Manufacturers were forced to redirect much of their design and engineering manpower to the new wave of regulations. New words and phrases entered the automotive lexicon: emissions, impact absorbing bumpers, crash-worthiness, rollover standards, passive restraints.
The last of these—passive restraints—proved the most abhorrent to the manufacturers, and the companies worked tirelessly to prevent such legislation from being passed. The car makers argued that such devices were complex, very costly, and embraced unproven technology. Some cautioned that in certain circumstances air bags, as they came to be known, might even be dangerous. There was also the fear of product liability lawsuits in the rare instances where the air bags failed to inflate.
The insurance industry lobbied for implementation of passive restraints, stating air bags would save lives and reduce injuries; air bags would also save the insurance companies millions of dollars in claims.
The debate raged for years. Seat belt interlocks were tried in the 1970s, forcing drivers to buckle up before their cars would start. But owners found ways of getting around this, and the idea was scrapped. In fact, Americans never have been great believers in the use of seat belts. Despite the life-saving and injury-preventing qualities of lap and shoulder belts, roughly half of all drivers eschew them, even with mandatory seat-belt laws in most states. The air bag, and in some instances, automatic seat belts that wrap around the driver when the car door is closed, circumvent the recalcitrant nature of the American driving public. The government says, in effect, “Since you refuse to exercise good, common sense by wearing a seat belt, the U.S. government has decided to protect you from yourself.” And you must pay for it.
For those who refuse to buckle up, there are air bags.

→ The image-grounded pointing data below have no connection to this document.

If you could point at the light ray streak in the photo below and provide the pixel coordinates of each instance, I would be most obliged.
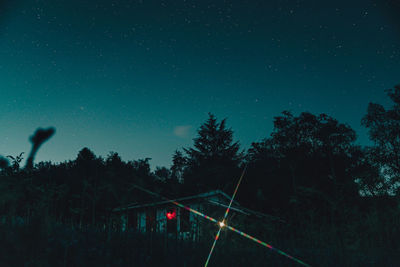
(176, 203)
(225, 225)
(226, 215)
(267, 245)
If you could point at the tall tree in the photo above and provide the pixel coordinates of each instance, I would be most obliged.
(306, 159)
(213, 161)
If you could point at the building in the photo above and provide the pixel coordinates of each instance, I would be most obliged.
(165, 217)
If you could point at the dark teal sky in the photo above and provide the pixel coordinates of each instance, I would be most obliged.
(139, 77)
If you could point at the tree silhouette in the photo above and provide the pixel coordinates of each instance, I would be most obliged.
(384, 130)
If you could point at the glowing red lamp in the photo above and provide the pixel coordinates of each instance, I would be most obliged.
(171, 215)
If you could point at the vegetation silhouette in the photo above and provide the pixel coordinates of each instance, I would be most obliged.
(337, 202)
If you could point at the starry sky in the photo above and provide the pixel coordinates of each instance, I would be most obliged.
(139, 77)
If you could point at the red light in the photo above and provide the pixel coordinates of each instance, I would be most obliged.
(171, 215)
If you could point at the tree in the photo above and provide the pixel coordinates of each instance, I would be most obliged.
(384, 130)
(214, 160)
(306, 160)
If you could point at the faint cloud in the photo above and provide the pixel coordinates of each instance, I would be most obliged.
(182, 131)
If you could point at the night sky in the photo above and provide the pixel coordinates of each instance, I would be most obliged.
(139, 77)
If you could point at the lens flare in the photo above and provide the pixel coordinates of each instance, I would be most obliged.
(219, 230)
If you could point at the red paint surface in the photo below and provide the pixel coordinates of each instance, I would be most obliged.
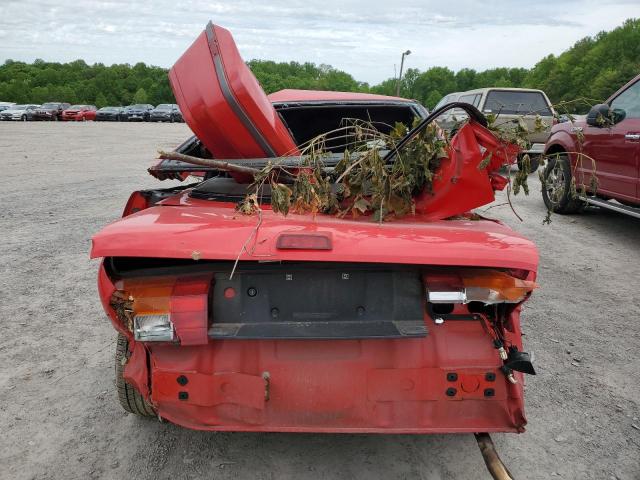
(384, 385)
(206, 111)
(293, 95)
(387, 386)
(218, 231)
(617, 159)
(79, 115)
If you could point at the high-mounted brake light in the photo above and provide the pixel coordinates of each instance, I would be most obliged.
(304, 241)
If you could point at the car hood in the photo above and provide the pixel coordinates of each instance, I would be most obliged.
(207, 231)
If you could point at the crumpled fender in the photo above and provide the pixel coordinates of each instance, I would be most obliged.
(136, 371)
(460, 184)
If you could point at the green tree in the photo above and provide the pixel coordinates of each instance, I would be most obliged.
(140, 96)
(101, 100)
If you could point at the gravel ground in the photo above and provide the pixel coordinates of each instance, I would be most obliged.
(59, 415)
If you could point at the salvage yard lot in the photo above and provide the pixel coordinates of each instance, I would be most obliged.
(59, 416)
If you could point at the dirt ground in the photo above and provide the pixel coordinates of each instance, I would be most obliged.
(59, 416)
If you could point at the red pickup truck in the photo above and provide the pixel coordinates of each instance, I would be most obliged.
(605, 145)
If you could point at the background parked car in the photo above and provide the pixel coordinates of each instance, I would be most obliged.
(166, 112)
(6, 105)
(447, 120)
(139, 112)
(19, 112)
(50, 111)
(79, 113)
(509, 105)
(111, 114)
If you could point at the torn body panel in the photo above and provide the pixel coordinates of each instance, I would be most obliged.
(448, 380)
(223, 103)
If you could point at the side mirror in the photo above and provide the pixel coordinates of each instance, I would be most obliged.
(602, 115)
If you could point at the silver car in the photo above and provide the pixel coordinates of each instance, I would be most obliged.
(508, 105)
(19, 112)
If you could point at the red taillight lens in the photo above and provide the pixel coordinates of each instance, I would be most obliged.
(304, 241)
(183, 300)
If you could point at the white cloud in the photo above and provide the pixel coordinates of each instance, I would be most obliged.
(364, 38)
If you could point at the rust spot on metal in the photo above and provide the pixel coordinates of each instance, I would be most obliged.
(122, 304)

And drivers equipped with air bags will be the first to extoll the virtues of the device after surviving a head-on collision. Unfortunately, the other 50 percent of drivers who wear lap and shoulder belts are now forced to pay for a redundant and. costly passive restraint starting with the 1990 model year. However, air bags are not yet required in every vehicle the manufacturer makes. Consequently, some new-car buyers, having worn lap and shoulder belts for years, are balking at new air bag-equipped cars and are selectively shopping for new vehicles without air bags.
Clearly, most car manufacturers wouldn’t install air bags if not required by law. However, some companies with a tradition of safety, such as Volvo, have installed air bags for a number of years. Air bags, nevertheless, have their limitations. They are effective only in head-on or front-oblique collisions. Lap and shoulder belts provide protection in many other accidents, including side impact, multiple impact, and rollover. Aware of the limitations of air bags, manufacturers continue to install inertia reel lap and shoulder belts in their air bag-fitted cars. Ads for the Lexus ES250 show a driver-side air bag supplemental restraint system inflated with a lap and shoulder belt buckled around an anatomical dummy.
Despite the obvious facts in the air bag versus seat belt debate, safety advocates have turned a deaf ear. They now seek to expand the regulations to include trucks, vans, and other vehicles. Thus, expensive passive restraints will be installed in millions of vehicles when fewer than one percent will be involved in accidents requiting them.
The air bag is yet another example of government trying to improve the automobile for society. As is so often the case, once government gets involved in the regulation of a product, light is never seen at the end of the tunnel. There is never a stated, final goal; there is only an ongoing effort of “improvement.” Government regulation of the automobile has taken on a life of its own, the most notable result being a much more expensive product.